Tuesday, May 3, 2011

I love... Shanghai

My friend Emily noted how casually I mentioned that I was traveling to Shanghai for the weekend. To explain this, Kelly and I spent the whole trip there trying to think of the appropriate US comparison. True, it’s a plane ride, so it can’t be like Boston to NYC. Chicago seemed too far, so we finally decided that NYC to D.C. felt right. It’s definitely a trip, and a new city to explore, but it’s not a big leap. One of our co-workers goes to Shanghai so regularly that he couldn’t meet up with us while we were there because his tennis lesson turned into a tournament that lasted into the night.

Nevertheless, being there did feel like a trip…back to America. I’d expected it to have a more western feel because in the 30’s it was built up by foreign businessmen. (In addition to the fact that Beijing, being the conservative, Mao-centered capital, has long held out from western influence.) Regardless, I was shocked at how much more cosmopolitan and orderly it felt on the streets of Shanghai. There were no giant piles of brick and dirt on the broken sidewalks. I was asked to wait on the sidewalk instead of in the street. I even saw a traffic cop stop a bicyclist who had “too many” cardboard boxes, (when in Beijing terms he had barely begun to stack.)

I was never more convinced of the different feel of Shanghai than in People’s Square. Walking around the pathways in the park, looking at groups of people hanging out on the grass, I remembered Central Park for the first time in a long time.

Outside the Museum of Modern Art, which is in the square, we were stopped by some young Chinese tourists who asked us to take their picture. They asked us where we were from, and we said New York (for lack of a long conversation.) Their reaction was, “Ahh! Welcome to China’s New York!”

After the square we walked to The Bund, which is the downtown area of the city that faces the river. I’ve compared this view to the sculpture park in Astoria, as it faces the Pudong area of Shanghai.

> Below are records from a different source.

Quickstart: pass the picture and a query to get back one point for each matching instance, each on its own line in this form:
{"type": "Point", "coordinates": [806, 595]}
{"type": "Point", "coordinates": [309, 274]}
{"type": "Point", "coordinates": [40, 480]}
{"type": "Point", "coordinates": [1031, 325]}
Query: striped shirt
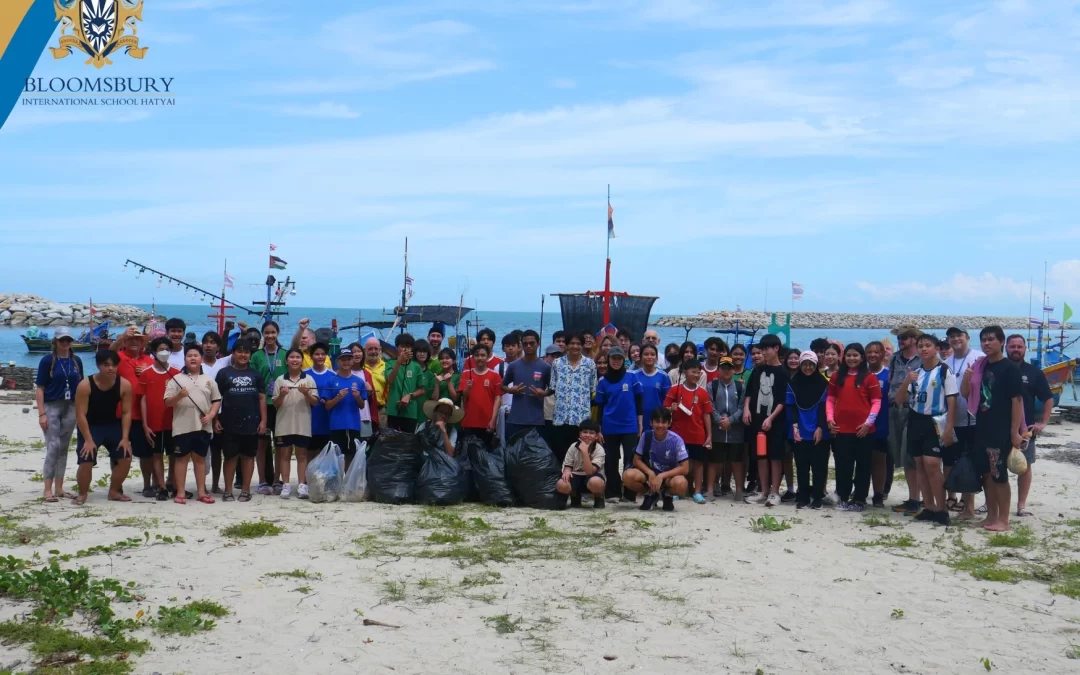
{"type": "Point", "coordinates": [928, 394]}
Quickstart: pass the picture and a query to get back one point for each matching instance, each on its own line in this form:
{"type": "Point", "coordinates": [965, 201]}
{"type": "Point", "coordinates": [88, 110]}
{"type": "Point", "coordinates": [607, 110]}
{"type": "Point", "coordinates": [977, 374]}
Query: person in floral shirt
{"type": "Point", "coordinates": [574, 380]}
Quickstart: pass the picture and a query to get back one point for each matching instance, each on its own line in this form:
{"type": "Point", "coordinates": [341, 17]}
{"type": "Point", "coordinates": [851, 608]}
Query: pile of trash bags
{"type": "Point", "coordinates": [403, 468]}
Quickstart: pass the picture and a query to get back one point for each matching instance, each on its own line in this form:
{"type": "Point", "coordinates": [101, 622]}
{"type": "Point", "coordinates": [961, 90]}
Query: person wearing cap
{"type": "Point", "coordinates": [905, 360]}
{"type": "Point", "coordinates": [961, 359]}
{"type": "Point", "coordinates": [346, 395]}
{"type": "Point", "coordinates": [619, 397]}
{"type": "Point", "coordinates": [134, 360]}
{"type": "Point", "coordinates": [728, 447]}
{"type": "Point", "coordinates": [57, 378]}
{"type": "Point", "coordinates": [435, 336]}
{"type": "Point", "coordinates": [445, 416]}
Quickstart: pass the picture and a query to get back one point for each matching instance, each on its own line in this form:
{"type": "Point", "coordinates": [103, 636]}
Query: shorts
{"type": "Point", "coordinates": [922, 439]}
{"type": "Point", "coordinates": [725, 453]}
{"type": "Point", "coordinates": [105, 435]}
{"type": "Point", "coordinates": [162, 444]}
{"type": "Point", "coordinates": [994, 461]}
{"type": "Point", "coordinates": [964, 440]}
{"type": "Point", "coordinates": [775, 446]}
{"type": "Point", "coordinates": [234, 445]}
{"type": "Point", "coordinates": [579, 484]}
{"type": "Point", "coordinates": [194, 443]}
{"type": "Point", "coordinates": [345, 440]}
{"type": "Point", "coordinates": [271, 419]}
{"type": "Point", "coordinates": [293, 440]}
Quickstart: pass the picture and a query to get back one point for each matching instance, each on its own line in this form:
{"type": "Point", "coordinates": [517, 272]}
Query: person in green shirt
{"type": "Point", "coordinates": [447, 380]}
{"type": "Point", "coordinates": [405, 387]}
{"type": "Point", "coordinates": [269, 362]}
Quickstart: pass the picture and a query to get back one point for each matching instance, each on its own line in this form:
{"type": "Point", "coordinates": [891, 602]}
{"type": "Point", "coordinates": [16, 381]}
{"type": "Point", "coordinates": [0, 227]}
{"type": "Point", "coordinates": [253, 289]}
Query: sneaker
{"type": "Point", "coordinates": [926, 514]}
{"type": "Point", "coordinates": [914, 508]}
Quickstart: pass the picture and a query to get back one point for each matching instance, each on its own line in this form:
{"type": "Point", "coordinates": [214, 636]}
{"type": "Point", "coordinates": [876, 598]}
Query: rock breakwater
{"type": "Point", "coordinates": [726, 319]}
{"type": "Point", "coordinates": [27, 310]}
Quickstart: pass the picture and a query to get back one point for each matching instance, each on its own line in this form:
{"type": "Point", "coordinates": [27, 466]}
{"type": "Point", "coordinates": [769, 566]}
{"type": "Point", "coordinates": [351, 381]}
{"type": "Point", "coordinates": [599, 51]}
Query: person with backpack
{"type": "Point", "coordinates": [728, 446]}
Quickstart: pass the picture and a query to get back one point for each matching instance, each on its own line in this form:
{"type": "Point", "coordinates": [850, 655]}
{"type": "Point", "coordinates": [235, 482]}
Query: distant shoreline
{"type": "Point", "coordinates": [726, 319]}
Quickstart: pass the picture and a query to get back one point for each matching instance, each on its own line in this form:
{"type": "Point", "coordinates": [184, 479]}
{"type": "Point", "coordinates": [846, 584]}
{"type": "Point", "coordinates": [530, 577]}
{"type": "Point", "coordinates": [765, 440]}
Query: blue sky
{"type": "Point", "coordinates": [889, 156]}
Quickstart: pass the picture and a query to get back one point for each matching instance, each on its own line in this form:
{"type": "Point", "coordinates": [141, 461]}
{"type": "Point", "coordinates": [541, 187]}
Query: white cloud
{"type": "Point", "coordinates": [323, 110]}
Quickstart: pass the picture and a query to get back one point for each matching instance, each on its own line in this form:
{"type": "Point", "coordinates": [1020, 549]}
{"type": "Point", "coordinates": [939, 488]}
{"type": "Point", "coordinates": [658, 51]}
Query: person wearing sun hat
{"type": "Point", "coordinates": [444, 415]}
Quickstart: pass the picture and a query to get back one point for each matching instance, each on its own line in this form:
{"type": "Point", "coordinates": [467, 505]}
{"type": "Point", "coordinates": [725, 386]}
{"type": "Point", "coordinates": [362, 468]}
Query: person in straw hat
{"type": "Point", "coordinates": [445, 415]}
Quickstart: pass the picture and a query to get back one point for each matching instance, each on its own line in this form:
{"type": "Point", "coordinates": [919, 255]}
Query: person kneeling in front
{"type": "Point", "coordinates": [581, 468]}
{"type": "Point", "coordinates": [660, 463]}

Comment from Inside the Museum: I’m not one to comment on art, but one exhibit that struck me was an instillation of five shelves with broken eggshells. Inside the artist had written “random words from the English Language Book.” Each word was repeated many times in its shell in blue pen. I couldn’t help but wonder if this is how Chines people feel when we use their characters without regard to their meaning.